The Ontario government should take away the Beer Store's monopoly if its owners won't pony up more cash. That is the stark advice of Ed Clark, the veteran banker appointed by Premier Kathleen Wynne to get more money out of the province's liquor-distribution and electricity systems.

The private cartel that owns the Beer Store – made up of brewing giants Molson Coors, Anheuser-Busch InBev and Sapporo – has threatened higher beer prices if the province forces it to pay more for its monopoly. But Mr. Clark said if the Beer Store doesn't agree to pay up and still keep prices low, Queen's Park can simply take the monopoly and auction it off to someone else.

"They say they don't want to give it up, but they don't want to pay for it. We don't think that's a reasonable position," Mr.

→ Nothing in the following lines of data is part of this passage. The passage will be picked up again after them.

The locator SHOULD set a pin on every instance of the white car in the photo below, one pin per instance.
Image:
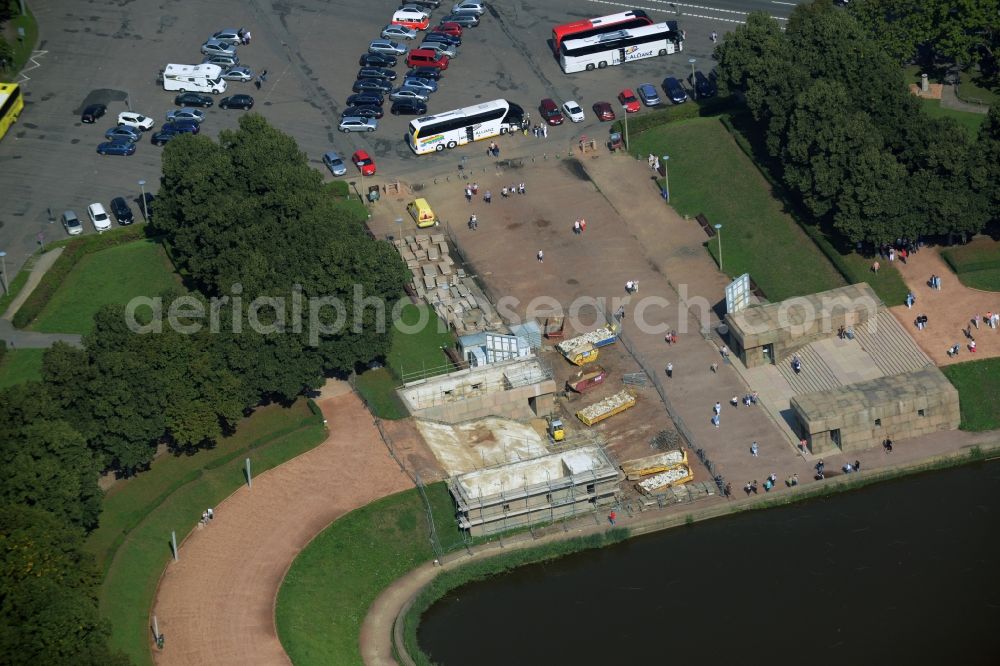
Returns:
(136, 120)
(573, 111)
(99, 216)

Clark told reporters Thursday after releasing an interim report on his council's recommendations. "If you really think this thing is valueless, then give it up and we'll auction it off and see whether people would pay something for it."

The largest revenue source in Mr. Clark's report is Hydro One's electricity distribution business, which he recommended selling to the private sector. Mr. Clark estimated the province could net up to $3-billion for it. Under the proposal, the province would hive off the distribution businesses, including Hydro One Brampton, encourage them to merge with other electricity companies and then sell the majority of shares.

To compensate for the lost dividends that Hydro One pays the government, Mr. Clark's council proposes squeezing both the Beer Store and the government-owned Liquor Control Board of Ontario.

Ontario Finance Minister Charles Sousa, who is expected to include Mr. Clark's recommendations in Monday's fall economic update, signalled he would push forward with the proposals. The council's job now is to come up with more detail on how to implement the plan.

"The government agrees with the council's initial proposals, and is asking the council to move to the second phase of its review," Mr. Sousa said in a statement. "Business-led decisions that optimize our assets ensure that every public dollar goes further for the people of Ontario."

The group that represents the Beer Store's owners repeated its threat of higher prices Thursday.

"Many of the Council's proposals would raise the cost of beer in Ontario. Higher costs mean higher prices for consumers," Jeff Newton, president of Canada's National Brewers, wrote in an e-mail.

The Beer Store's monopoly is spelled out in the Beer Framework Agreement, a deal between the Beer Store and the LCBO. This agreement can be terminated with six months' notice.

Mr. Clark also wants the Beer Store to agree to treat smaller breweries fairly. Currently, he said, the Beer Store gives preference to big-brand beers while making smaller craft beers harder to find. Breweries not part of the Beer Store's ownership group must pay the cartel a fee in exchange for selling their products at the Beer Store.

The council is also calling on the government to allow craft brewers to set up their own stores, which would both compete with the LCBO and give them another option for selling outside the Beer Store. The LCBO said it was willing to implement Mr. Clark's recommendations.

"With government support, LCBO can and will make the changes necessary to further maximize profitability and enhance the customer experience, while maintaining socially responsible service," spokeswoman Heather MacGregor said.